Rheumatoid arthritis is associated with rs17337023 polymorphism and increased serum level of the EGFR protein

• Published in: PloS one Vol. 12; no. 7; p. e0180604
• Main Authors: Huang, Chung-Ming, Chen, Hsin-Han, Chen, Da-Chung, Huang, Yu-Chuen, Liu, Shih-Ping, Lin, Ying-Ju, Chang, Yuan-Yen, Lin, Hui-Wen, Chen, Shih-Yin, Tsai, Fuu-Jen
• Format: Journal Article
• Language: English
• Published: United States Public Library of Science 11.07.2017; Public Library of Science (PLoS)

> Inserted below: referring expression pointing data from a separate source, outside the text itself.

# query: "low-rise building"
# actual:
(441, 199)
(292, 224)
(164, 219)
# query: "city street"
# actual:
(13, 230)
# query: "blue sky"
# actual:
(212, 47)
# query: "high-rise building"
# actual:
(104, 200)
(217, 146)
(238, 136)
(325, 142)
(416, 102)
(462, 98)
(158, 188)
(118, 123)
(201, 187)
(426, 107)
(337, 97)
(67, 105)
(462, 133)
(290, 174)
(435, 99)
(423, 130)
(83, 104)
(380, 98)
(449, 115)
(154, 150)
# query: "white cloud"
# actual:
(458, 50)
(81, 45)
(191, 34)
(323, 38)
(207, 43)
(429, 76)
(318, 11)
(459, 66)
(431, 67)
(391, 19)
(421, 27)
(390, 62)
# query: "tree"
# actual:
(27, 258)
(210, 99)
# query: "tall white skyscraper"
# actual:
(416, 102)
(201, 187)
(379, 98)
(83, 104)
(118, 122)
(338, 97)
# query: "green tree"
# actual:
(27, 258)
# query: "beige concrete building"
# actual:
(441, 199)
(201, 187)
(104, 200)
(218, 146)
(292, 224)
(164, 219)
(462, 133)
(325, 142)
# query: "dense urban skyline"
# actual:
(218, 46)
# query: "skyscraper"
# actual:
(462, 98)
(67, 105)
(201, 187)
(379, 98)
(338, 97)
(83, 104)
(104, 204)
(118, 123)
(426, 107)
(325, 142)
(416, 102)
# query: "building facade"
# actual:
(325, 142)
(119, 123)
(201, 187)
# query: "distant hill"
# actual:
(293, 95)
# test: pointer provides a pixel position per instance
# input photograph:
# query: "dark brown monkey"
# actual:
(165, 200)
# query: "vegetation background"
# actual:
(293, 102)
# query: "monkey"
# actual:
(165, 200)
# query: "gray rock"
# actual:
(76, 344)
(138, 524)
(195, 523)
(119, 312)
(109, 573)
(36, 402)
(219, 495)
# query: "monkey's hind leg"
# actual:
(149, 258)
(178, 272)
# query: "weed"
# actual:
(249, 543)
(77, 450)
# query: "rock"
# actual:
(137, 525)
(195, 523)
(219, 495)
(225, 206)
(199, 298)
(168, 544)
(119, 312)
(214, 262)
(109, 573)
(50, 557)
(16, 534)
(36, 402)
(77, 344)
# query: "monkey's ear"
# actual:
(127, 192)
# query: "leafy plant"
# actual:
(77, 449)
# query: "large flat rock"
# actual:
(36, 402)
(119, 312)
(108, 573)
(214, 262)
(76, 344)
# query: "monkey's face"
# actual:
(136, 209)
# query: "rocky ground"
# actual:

• Subjects: Adult; Aged; Arthritis; Arthritis, Rheumatoid - blood; Arthritis, Rheumatoid - genetics; Biology and Life Sciences; Chi-Square Distribution; Clinical trials; Deoxyribonucleic acid; Development and progression; DNA; Enzyme-Linked Immunosorbent Assay; Epidermal growth factor; Epidermal growth factor receptors; Female; Fibroblasts; Gene expression; Gene Frequency - genetics; Gene polymorphism; Genetic aspects; Genetic Predisposition to Disease - genetics; Genetics; Genotype; Genotyping; Haplotypes; Haplotypes - genetics; Hospitals; Humans; Immunology; Inflammation; Ligands; Male; Medical research; Medicine; Medicine and Health Sciences; Middle Aged; Patients; People and Places; Polymerase chain reaction; Polymorphism; Polymorphism, Restriction Fragment Length - genetics; Polymorphism, Single Nucleotide - genetics; Population; Population studies; Proteins; Receptor, Epidermal Growth Factor - blood; Receptor, Epidermal Growth Factor - genetics; Research and Analysis Methods; Restriction fragment length polymorphism; Rheumatoid arthritis; Rheumatology; Rodents; Signal transduction; Single nucleotide polymorphisms; Single-nucleotide polymorphism; Statistical analysis; Statistical methods; Taiwan; China
• ISSN: 1932-6203; 1932-6203
• DOI: 10.1371/journal.pone.0180604

We have previously described the association of rheumatoid arthritis (RA) prevalence and two epidermal growth factor receptor (EGFR) SNPs (rs17337023 and rs2227983) among the Taiwanese population. This present study aimed to elucidate whether the SNPs can alter the expression of EGFR in the progression of RA. The cohort study included 366 Taiwan's Han Chinese RA patients and 326 age and gender matched healthy controls. Blood samples collected from the participants were analyzed to determine their serum EGFR levels and to identify EGFR SNPs from their genomic DNA. Genotyping for EGFR SNPs was performed by restriction fragment length polymorphism (RFLP) assay. The relationship between EGFR SNP and the clinical manifestations of RA was evaluated. Our results showed that a statistically significant difference in genotype frequency distributions at rs17337023 SNP for RA patients and controls (p ˂ 0.05). In addition, compared with the haplotype frequencies between case and control groups, the RA patient with the GT haplotype appeared to be a significant "protective" haplotype compared with other haplotypes (OR: 0.73, 95% CI: 0.59-0.91; p = 0.005). Furthermore, the increased serum level of EGFR was also observed in RA patients (p ˂ 0.001). Our study showed that RA is associated with rs17337023 SNP in EGFR gene and increased serum level of the EGFR protein. These findings suggest EGFR is worthy of further investigation as a therapeutic target for RA.